The interactions between the pathogen Ralstonia solanacearum and potato Solanum tuberosum plants were studied to investigate the reactive oxygen species metabolic system and ascorbate (ASC)-glutathione (GSH) redox cycle in response to compost application. Single potato eyepieces were germinated and grown in pots containing sandy soil with or without compost at a rate of 7.5 g kg-1 soil. Non-compost- and compost-treated plants (CTP) were inoculated with R. solanacearum 25 days after planting and then analyzed after 10 days, unless otherwise stated. The present results revealed that pathogen infection caused a remarkable decrease in plant growth related parameters and productivity and an increase in disease incidence.
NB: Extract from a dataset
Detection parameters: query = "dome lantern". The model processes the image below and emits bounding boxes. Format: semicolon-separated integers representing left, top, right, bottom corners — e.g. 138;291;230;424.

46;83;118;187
However, under these conditions compost had substantially improved plant growth and decreased disease incidence and bacterial population. R. solanacearum resulted in significant enhancement in the activities of NADPH oxidase, lipoxygenase, the production rate of superoxide and hydroxyl radicals, levels of hydrogen peroxide, membrane lipid peroxidation, and protein oxidation indicating the induction of oxidative stress in potato roots. However, the pathogen-mediated enhancement in indices of oxidative stress was considerably decreased by compost application, which enhanced the activities of ascorbate peroxidase (APX, EC 1.11.1.11), monodehydroascorbate reductase (MDHAR, EC 1.6.5.4), dehydroascorbate reductase (DHAR, EC 1.8.5.1) and glutathione reductase (GR, EC 1.6.4.2) in infected potato plants, implying a better ROS-scavenging activity. Data also indicated that there were general increases in ASC and GSH content in infected compost treated plants, but non-compost treated ones significantly had lower levels of such redox metabolites. In addition, significantly higher ratios of ASC/DHA (dehydroascorbate) and GSH/GSSG (glutathione disulphide) were generally found in CTP than in non-compost treated-ones. The obtained results suggest that compost provides effective protection against the Ralstonia bacterial pathogen via up-regulation of the capacity of the ASC-GSH cycle and modulation of the cellular redox status, thereby eliminating ROS damage and sustaining membrane stability. © 2013 KNPV.